Марго почувствовала, что Кен пытается застегнуть ей платье. Он опустился на колени и прижался лбом к её груди.

– Ради бога, не плачь, – бормотал он. – Не могу видеть, как ты плачешь, это для меня, как нож в сердце. Ты же знаешь, как я к тебе отношусь. Ты мне и мать и сестра. Живи с кем хочешь, только не плачь.

Но Марго, не привыкшая плакать, никак не могла остановить слез. Она не в силах была совладать с рыданьями, сотрясавшими всё её тело, но какая-то крошечная частица её сознания смеялась, ибо как только Кену удавалось застегнуть два крючка, они тут же расстегивались от её судорожных всхлипываний.

– Я не хотел тебя обижать, – продолжал Кен. – Всё дело в том, что мы с Дэви потратили почти три четверти денег, а результатов пока ещё нет. Бэннермен заваливает нас письмами, он орет «давай, давай!», как болельщик на стадионе. Вставай же, детка. – Кен приподнял голову Марго и вытер ей глаза своим чистым носовым платком. – Довольно, успокойся. Ты единственная девушка, которая для меня что-то значит.

Марго сквозь слезы увидела его озабоченное лицо и испуганные ласковые глаза.

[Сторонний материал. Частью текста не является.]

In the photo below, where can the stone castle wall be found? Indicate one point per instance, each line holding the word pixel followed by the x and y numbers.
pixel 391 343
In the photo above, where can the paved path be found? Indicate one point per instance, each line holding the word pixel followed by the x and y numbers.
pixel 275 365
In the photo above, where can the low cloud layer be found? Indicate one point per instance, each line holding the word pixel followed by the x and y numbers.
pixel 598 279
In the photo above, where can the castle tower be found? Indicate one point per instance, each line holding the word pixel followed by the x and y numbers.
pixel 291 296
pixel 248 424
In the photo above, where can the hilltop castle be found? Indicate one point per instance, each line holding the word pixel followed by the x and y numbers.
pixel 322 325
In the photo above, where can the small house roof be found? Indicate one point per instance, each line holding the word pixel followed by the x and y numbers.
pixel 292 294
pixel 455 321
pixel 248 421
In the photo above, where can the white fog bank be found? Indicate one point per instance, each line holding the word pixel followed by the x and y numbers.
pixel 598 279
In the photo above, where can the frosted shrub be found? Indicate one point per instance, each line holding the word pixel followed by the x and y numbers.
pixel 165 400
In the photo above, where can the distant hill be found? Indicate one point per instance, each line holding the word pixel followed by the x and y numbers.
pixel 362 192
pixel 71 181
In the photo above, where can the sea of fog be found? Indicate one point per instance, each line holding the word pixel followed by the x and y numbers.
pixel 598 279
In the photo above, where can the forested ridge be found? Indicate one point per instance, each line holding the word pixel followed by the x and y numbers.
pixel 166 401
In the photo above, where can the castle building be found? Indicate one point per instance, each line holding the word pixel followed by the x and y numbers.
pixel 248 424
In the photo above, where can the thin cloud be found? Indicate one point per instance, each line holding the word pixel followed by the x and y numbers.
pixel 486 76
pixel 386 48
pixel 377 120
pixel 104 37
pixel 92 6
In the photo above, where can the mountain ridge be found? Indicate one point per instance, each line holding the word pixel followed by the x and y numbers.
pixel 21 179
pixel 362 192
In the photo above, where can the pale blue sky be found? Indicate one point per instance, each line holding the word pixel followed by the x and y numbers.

– Застегни мне платье, Кен, – прошептала она и, слабо улыбнувшись, добавила: – Как я уже просила.

Кен тоже тихо засмеялся.

– Вики и Дэви, наверное, беспокоятся.

– Вики чудесная девушка, Кен. Мне она страшно нравится.

Кен ничего не ответил, занявшись крючками. Марго умылась холодной водой, припудрила щеки и под глазами, потом накинула на плечи пальто и взяла в охапку коробки и свертки с рождественскими подарками, которыми нагрузил её Кен.

– Ты иди, – сказал он. – Я тебя догоню, вот только наведу здесь порядок.

Придерживая обеими руками пакеты, Марго дотянулась до Кена и чмокнула его в щеку. – Ну как, всё в порядке, Кен?

– Всё прекрасно, – ответил он. – Беги.

Марго вышла в зимнюю мглу и пошла было вверх по тропке, но, вспомнив о спокойствии Кена, вдруг встревожилась. В таких обстоятельствах спокойствие было для него так же необычно, как для неё слезы. Она заглянула в окно – Кен шагал взад и вперёд по комнате. Затем Марго увидела, как он взял чашку со стола, уже накрытого к утреннему завтраку, долго смотрел на неё, как бы стараясь разглядеть изъяны, и вдруг размахнулся и швырнул её на пол. Марго не знала, бежать ли к нему, или идти дальше. Поразмыслив, она решила, что лучше идти и предоставить Кена самому себе. Она с грустью подумала, что иного выхода, собственно, и нет.